Jack Ciesielski, head of R.G. Associates, an investment research and portfolio management firm, noted that the analysis has to be started "at the ground level" and depends in part on the current state of transactions, which makes it difficult to comply with the rules before publication. "It's driven by the document terms and the circumstances of the transactions out there. These guys are going to be busy," Ciesielski said.

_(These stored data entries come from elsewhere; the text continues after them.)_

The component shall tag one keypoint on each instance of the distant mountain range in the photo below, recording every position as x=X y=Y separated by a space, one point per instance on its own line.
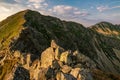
x=30 y=33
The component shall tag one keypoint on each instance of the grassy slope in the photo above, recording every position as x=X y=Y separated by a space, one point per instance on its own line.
x=10 y=27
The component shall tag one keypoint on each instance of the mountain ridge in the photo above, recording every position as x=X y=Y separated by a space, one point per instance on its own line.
x=29 y=32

Very large companies may have multiple business units engaged in securitization activity or otherwise using SPEs, and each of those units may currently have different operations and policies and procedures to handle those transactions. They will have to adjust the systems in each unit and likely also build a "dashboard" enabling the firm to manage the whole process. "The dashboard would sit on top of a mechanism to monitor transactions across units to determine which ones have reconsideration events, which must be consolidated and whether they've been consolidated," Walley said.

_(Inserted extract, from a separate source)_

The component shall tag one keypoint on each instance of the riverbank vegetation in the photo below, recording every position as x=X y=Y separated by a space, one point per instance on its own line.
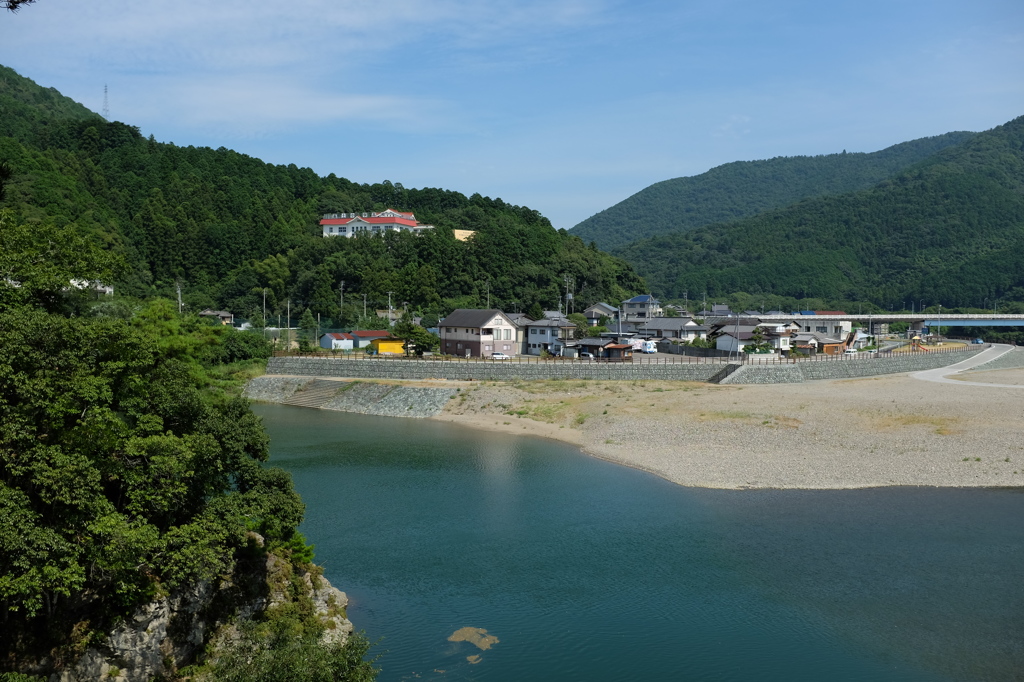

Peter Wilm, a director at Deloitte, noted that companies consolidating securitization SPEs must now account for the SPE's loans and debt securities in their financial statements. "Before, SPEs never had to comply with loan accounting. Now those loans are coming back onto the balance sheet," Wilm said, adding that this will result in consideration of loan loss reserves for many firms.

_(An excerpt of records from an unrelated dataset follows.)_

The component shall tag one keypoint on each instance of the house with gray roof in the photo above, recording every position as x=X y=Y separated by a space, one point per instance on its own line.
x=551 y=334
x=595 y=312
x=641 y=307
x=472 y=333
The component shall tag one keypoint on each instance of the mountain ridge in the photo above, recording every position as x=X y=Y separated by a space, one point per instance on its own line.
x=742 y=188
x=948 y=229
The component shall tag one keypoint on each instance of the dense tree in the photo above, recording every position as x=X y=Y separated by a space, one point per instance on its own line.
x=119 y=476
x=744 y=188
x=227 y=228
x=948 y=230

Although the task of reassessing potentially thousands of existing transactions in less than six months - to give time for test runs to make sure the new systems are up to snuff - may seem overwhelming, Wilm said certain transactions will be standard enough to place in buckets where they can be treated uniformly.

Hepp said that although the new disclosures will be new to private companies, most of these firms do not have sufficiently large capital bases to participate actively in the securitization market. Even for public companies, however, many of the disclosures ask for qualitative explanations about, for example, a firm's involvement with a variable interest entity - in which a firm holds a controlling interest that's unrelated to voting rights and often takes the form of an SPE- - and its continuing involvements with transferred financial assets. Those explanations can't be automated and require more costly human input.

Hepp noted two new disclosures in FAS 166. One requires disclosing the maximum exposure to loss from a transferred asset, and the other requires classifying transferred assets with which the firm remains involved in the fair-value hierarchy described in FAS 157, which was published in September 2006. Hepp noted that firms will have to implement the new standards' requirements while dealing with as many as 22 other new accounting rules, and perhaps two more pending ones on liabilities and alternative investments, by year-end.

In addition, as of June 1, FASB initiated its project to codify standards. It levels what has been the hierarchy among different types of accounting rules - ranging from the most important financial accounting standards to the lowly statements of position from the American Institute of Certified Public Accountants - and will require an adjustment period.

Furthermore, the current economic recession has done little to bolster financial firms' capital and income, and resources to support these changes remain scarce.

"Even though I view the impact of these statements as good accounting and the further rationalization of GAAP, I would have deferred them to the end of calendar year 2011," said Michael Youngblood, a principal at Five Bridges Capital, an asset manager specializing in structured debt.